A Field Worker’s Diary – Part 23
While working in the government’s poverty elimination programme, our main work was to convince women from the poorest of the poor households in the project villages to form into Self Help Groups (SHGs). Institutional building and capacity building were crucial aspects of our project. As community coordinators (CCs), we had to work on forming SHGs for the poor and building their capacities so that they can manage the groups on their own.
Crucially, all the schemes that were going to be implemented by our project were meant for the members of these groups. That’s why all of our team members had put in a lot of hard work to bring each and every poor household into the SHG network. As with every other institution, there were certain rules and regulations for a person to be in a group – each member had to save at least 30 rupees per month in the group and had to attend its weekly meetings. As the implementation of our schemes hinged on the completion of the institutional building process, we ÇCs used to put in a lot of focus on it.
Unfortunately, however much we went and appealed to people to join a group, there were always some people who just wouldn’t listen. They had their own reasons for not joining.

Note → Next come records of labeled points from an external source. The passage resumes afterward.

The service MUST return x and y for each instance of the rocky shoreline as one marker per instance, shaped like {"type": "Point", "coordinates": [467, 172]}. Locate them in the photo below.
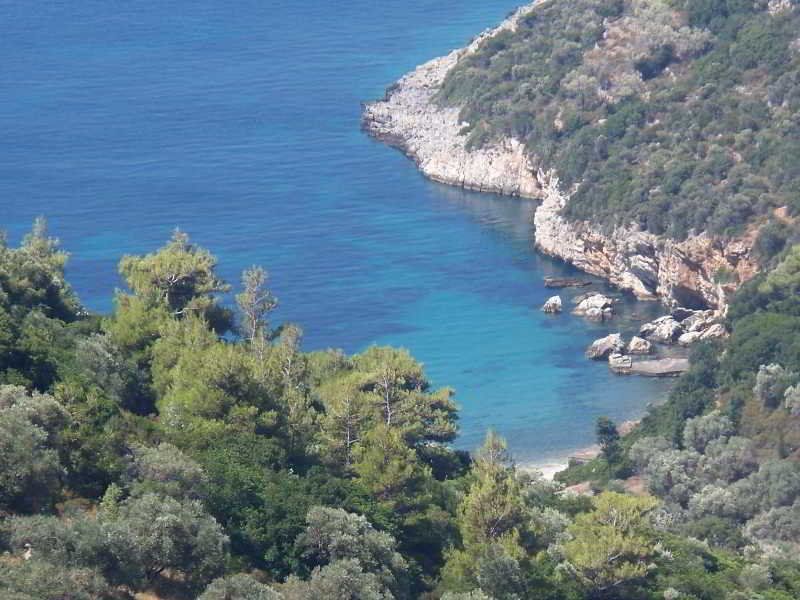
{"type": "Point", "coordinates": [685, 273]}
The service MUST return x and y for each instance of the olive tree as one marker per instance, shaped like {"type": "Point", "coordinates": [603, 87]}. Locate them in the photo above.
{"type": "Point", "coordinates": [30, 471]}
{"type": "Point", "coordinates": [238, 587]}
{"type": "Point", "coordinates": [167, 471]}
{"type": "Point", "coordinates": [335, 535]}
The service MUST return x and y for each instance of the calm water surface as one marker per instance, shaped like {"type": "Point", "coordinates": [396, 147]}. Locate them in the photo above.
{"type": "Point", "coordinates": [238, 122]}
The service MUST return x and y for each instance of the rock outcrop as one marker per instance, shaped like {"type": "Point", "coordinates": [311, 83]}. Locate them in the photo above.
{"type": "Point", "coordinates": [680, 273]}
{"type": "Point", "coordinates": [553, 305]}
{"type": "Point", "coordinates": [639, 345]}
{"type": "Point", "coordinates": [663, 367]}
{"type": "Point", "coordinates": [664, 329]}
{"type": "Point", "coordinates": [601, 348]}
{"type": "Point", "coordinates": [698, 325]}
{"type": "Point", "coordinates": [596, 307]}
{"type": "Point", "coordinates": [409, 119]}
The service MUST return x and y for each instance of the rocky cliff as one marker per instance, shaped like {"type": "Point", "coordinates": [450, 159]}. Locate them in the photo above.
{"type": "Point", "coordinates": [698, 272]}
{"type": "Point", "coordinates": [408, 119]}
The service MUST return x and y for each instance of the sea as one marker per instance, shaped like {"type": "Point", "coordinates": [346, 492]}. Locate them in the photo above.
{"type": "Point", "coordinates": [238, 122]}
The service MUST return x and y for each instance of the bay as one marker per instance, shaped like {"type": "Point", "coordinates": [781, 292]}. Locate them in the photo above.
{"type": "Point", "coordinates": [239, 123]}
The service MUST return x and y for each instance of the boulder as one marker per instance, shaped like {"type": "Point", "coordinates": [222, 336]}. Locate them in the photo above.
{"type": "Point", "coordinates": [688, 338]}
{"type": "Point", "coordinates": [596, 306]}
{"type": "Point", "coordinates": [555, 282]}
{"type": "Point", "coordinates": [679, 313]}
{"type": "Point", "coordinates": [553, 305]}
{"type": "Point", "coordinates": [717, 330]}
{"type": "Point", "coordinates": [581, 297]}
{"type": "Point", "coordinates": [619, 363]}
{"type": "Point", "coordinates": [664, 367]}
{"type": "Point", "coordinates": [611, 344]}
{"type": "Point", "coordinates": [639, 345]}
{"type": "Point", "coordinates": [699, 321]}
{"type": "Point", "coordinates": [664, 329]}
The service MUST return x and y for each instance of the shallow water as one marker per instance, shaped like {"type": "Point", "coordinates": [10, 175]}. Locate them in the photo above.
{"type": "Point", "coordinates": [238, 122]}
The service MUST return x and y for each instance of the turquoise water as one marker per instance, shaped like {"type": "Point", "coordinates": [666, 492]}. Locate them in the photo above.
{"type": "Point", "coordinates": [238, 122]}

One day, while I was in the middle of some work, Rajupalem mandal (block) CC, Sambasivarao, suddenly came to me and stated seriously that we needed to go to a village and took me with him.
It was a small hamlet near Kondamodu junction which falls on the way from Piduguralla to Narasaraopet in Andhra Pradesh. A little far from the village, around 30 families lived in huts covered with tarpaulin sheets.
Upon reaching, Sambasivarao turned towards me and said, “Look at these people. I think they can be safely concluded to be the poorest of the poor people. Shouldn’t our project work for exactly these kinds of people? I have been running behind them, trying to get these people to agree to join SHG, but in vain! What should we do to convince them?”
I came to know that they belonged to a nomadic tribe. Going around from one place to another and selling small miscellaneous items was their main occupation. They stay at a place for 2 to 6 months. After that, they migrate to another place. None of their children go to schools. As they don’t stay at a single place for that long, schools are not ready to admit their children. Even if they did give admission, due to the constant migration of their families, the children can’t attend school regularly. Let alone education, none of these families even had ration or any other identity cards.
If they were to be formed into a SHG, how can they do monthly savings and organise weekly meetings? Even if we allowed for meetings to be suspended for a few months in between, how will banks allow for accounts to be opened for people with no identity proofs or residential certificates? Which bank will give a loan to those who migrate to other places for months on end? Supposing that we were to ask them to stay in the same place, what sort of livelihood can we give them that will give them income all year round. For us to even dream about providing loans to them to do small businesses, they had to be part of the SHGs. For them to be a part of a group, they had to have a permanent address, assured income, and papers to prove them. We were in a conundrum!
We couldn’t see any answer to our problem. To be honest, these people weren’t even included in the official Census. What would we say was their region, village, mandal while forming them into a group? As much as we racked our brains, no solution was in sight! We asked them, in which place do you stay the longest? Tell us where you are from originally, we will go there and try to search for birth certificates, identity proofs. We couldn’t manage to do anything. But we did make them understand that without these proofs, they will not be able to avail any government benefits.
Whenever I hear the words “Inclusive Growth”, I remember all those people who have been excluded from society and have been denied access to education, health, etc. Have the people been included at least now? Do we have any information about who they are, where are they from, how many are there? I have no clue! We work with people who are able to come forward and utilise the schemes designed for them. While people who don’t know about these entitlements, or are not able to utilise these opportunities, or those who don’t even have a clue about the existence of such schemes are doomed to be excluded.